Darren
I am writing about the most horrific event of my life. It is so huge that part of me doesn’t want to write it at all; however, our lives have changed today and it can’t go untold.
Our oldest boy, my first-born, Darren passed today from his earthly life to continue his adventures in another realm.
To begin at the beginning of his leaving: he was injured in a fall last June while working on a roof and sustained a severe spinal cord injury. Numerous surgeries and hospitalizations later, he was left in a quadriplegic condition, necessitating nursing home care.
The nursing home failed in his care; unbeknownst to us and to him because he had no feeling below his chest, his body was riddled with untreated very deep pressure wounds that became infected. The infection went systemic and Darren was hospitalized with septic shock. He underwent two surgeries in three days, but his condition continued to worsen. We asked to have life support removed to end his suffering. We were able to talk to him via telephone throughout the process, which was short, and assured him of our love that survives always.
That’s the really awful part, but I want to close with something about who Darren was and how very much he was cherished. For the past months, Chris & I have talked to him on the phone every evening - conversations that were by and large enjoyable, sometimes not so much when he needed to talk about his pain and challenges that were many.
Mostly, though, he wanted to hear about what we were doing, and often expressed the wish that he could be here to help us. His droll sense of humor sometimes caught me unawares; he loved to make me laugh, which he did often.

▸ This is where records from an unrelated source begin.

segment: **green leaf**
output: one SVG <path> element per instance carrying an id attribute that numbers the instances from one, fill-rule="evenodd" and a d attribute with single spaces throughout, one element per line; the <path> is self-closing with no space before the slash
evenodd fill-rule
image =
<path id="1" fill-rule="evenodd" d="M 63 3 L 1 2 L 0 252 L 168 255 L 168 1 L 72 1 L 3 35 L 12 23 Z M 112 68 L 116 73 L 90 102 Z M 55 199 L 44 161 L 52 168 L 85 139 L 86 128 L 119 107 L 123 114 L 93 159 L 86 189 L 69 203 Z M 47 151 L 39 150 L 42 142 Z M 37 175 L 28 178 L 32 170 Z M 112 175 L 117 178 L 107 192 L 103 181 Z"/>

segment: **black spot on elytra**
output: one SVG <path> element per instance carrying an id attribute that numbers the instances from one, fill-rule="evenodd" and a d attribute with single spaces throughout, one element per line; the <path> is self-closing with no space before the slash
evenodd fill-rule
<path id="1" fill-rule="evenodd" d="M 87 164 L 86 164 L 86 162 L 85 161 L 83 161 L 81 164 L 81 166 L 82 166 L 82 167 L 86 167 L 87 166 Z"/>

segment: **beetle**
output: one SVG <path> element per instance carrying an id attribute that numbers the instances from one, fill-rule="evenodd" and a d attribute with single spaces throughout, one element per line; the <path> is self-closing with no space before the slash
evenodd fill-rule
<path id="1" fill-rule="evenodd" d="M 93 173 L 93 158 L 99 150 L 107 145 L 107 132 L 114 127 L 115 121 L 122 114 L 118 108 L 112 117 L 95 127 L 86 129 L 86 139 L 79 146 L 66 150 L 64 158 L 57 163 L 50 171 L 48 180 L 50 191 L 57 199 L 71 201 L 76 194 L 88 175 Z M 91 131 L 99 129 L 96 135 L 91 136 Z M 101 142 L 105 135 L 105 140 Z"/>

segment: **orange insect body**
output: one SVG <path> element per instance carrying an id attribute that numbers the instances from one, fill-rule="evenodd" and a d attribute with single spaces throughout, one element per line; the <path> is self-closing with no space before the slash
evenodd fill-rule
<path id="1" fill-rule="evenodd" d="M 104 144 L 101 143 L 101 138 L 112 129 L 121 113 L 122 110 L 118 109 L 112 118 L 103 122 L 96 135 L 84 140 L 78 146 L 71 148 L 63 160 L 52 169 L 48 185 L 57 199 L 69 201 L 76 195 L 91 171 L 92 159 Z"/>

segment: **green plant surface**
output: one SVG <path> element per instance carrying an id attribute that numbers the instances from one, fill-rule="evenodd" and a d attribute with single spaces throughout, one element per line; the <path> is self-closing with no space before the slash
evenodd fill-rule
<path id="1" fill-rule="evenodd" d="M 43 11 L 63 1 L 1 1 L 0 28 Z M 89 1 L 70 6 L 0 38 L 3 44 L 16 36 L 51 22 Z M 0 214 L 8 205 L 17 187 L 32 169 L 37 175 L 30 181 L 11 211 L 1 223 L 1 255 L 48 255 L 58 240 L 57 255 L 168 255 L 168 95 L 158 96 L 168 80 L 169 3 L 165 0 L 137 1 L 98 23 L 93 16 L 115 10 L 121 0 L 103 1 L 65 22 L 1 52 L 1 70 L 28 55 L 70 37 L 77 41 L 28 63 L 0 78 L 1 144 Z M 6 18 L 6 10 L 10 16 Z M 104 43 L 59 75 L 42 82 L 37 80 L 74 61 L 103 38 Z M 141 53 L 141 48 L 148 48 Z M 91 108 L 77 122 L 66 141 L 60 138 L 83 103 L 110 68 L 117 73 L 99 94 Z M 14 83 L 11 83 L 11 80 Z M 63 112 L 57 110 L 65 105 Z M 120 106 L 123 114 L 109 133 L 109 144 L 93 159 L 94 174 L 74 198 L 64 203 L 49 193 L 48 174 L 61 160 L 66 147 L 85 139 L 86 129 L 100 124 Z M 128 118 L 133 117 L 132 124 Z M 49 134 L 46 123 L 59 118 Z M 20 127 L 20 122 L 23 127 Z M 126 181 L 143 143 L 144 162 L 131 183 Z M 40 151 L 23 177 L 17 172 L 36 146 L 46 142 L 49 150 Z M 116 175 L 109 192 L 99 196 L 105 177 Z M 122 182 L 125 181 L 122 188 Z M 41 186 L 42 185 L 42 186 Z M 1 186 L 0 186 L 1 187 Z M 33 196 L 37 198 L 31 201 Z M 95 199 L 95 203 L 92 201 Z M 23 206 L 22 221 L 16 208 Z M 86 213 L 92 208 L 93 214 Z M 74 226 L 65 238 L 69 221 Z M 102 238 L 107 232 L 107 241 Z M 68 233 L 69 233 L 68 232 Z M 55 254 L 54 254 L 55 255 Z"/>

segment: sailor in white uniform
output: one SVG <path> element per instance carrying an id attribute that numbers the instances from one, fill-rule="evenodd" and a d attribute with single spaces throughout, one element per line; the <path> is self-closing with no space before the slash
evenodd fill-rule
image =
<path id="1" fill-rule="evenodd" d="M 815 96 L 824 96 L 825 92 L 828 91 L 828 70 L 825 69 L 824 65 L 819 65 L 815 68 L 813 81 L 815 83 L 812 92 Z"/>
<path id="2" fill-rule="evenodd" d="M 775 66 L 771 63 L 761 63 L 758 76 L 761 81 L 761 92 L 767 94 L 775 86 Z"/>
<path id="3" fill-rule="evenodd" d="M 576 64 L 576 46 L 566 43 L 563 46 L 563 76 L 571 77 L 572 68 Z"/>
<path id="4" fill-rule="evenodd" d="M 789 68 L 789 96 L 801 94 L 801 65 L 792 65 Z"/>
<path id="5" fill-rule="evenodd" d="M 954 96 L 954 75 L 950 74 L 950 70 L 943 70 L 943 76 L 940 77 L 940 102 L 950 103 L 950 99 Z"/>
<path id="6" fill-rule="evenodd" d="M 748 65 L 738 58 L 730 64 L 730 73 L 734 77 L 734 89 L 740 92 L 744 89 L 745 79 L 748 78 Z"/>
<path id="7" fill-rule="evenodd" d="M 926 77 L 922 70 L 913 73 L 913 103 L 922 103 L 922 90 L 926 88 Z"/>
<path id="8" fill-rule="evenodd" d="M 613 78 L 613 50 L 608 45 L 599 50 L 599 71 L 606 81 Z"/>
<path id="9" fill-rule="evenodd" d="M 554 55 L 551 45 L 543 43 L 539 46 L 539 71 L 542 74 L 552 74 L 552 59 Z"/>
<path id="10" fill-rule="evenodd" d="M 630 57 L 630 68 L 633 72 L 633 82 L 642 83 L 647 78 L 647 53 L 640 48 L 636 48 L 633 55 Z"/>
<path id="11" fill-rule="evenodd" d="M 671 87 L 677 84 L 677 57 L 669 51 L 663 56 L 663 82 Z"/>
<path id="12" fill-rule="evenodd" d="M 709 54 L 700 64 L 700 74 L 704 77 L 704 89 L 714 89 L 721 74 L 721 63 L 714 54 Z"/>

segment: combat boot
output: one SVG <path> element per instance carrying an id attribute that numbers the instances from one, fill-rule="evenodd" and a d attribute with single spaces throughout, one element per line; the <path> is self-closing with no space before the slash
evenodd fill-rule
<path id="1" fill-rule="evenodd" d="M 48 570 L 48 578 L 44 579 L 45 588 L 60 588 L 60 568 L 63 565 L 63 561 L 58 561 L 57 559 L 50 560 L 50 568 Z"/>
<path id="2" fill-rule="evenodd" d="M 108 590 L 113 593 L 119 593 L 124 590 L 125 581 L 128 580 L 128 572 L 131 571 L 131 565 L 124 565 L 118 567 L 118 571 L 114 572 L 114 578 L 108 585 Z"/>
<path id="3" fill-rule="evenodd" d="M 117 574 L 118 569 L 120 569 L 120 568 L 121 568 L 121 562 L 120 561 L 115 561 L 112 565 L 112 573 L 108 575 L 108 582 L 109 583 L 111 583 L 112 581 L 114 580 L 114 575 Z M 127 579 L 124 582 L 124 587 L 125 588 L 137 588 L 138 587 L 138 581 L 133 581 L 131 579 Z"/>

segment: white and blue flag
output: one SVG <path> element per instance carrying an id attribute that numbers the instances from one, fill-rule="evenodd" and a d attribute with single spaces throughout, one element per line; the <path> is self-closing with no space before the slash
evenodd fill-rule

Our talks ranged over many subjects. He liked to discuss literature and talk about his favorite authors, or to recommend movies and television programs to us, and we reciprocated. He and Chris discussed in great detail various building and handyman projects. Darren was a master carpenter; he took great pride in insuring that every job he did was done with pride and precision. He had never considered any career besides building; it was his passion.
When he was not working, he loved to be outdoors exploring. The three of us spent many a great time trooping through southern back woods just to see what we could see. He was fascinated with just about everything - from knee trees to history to engineering to UFOs.
He read voraciously and always had an opinion on everything. If you didn’t agree with his opinion, clearly you were wrong.
Darren was a sensitive soul and as generous as the day is long. He always noticed where he could lend a hand and never failed to jump right in to help, no matter what the need. He abhorred injustice and always wanted to right a wrong.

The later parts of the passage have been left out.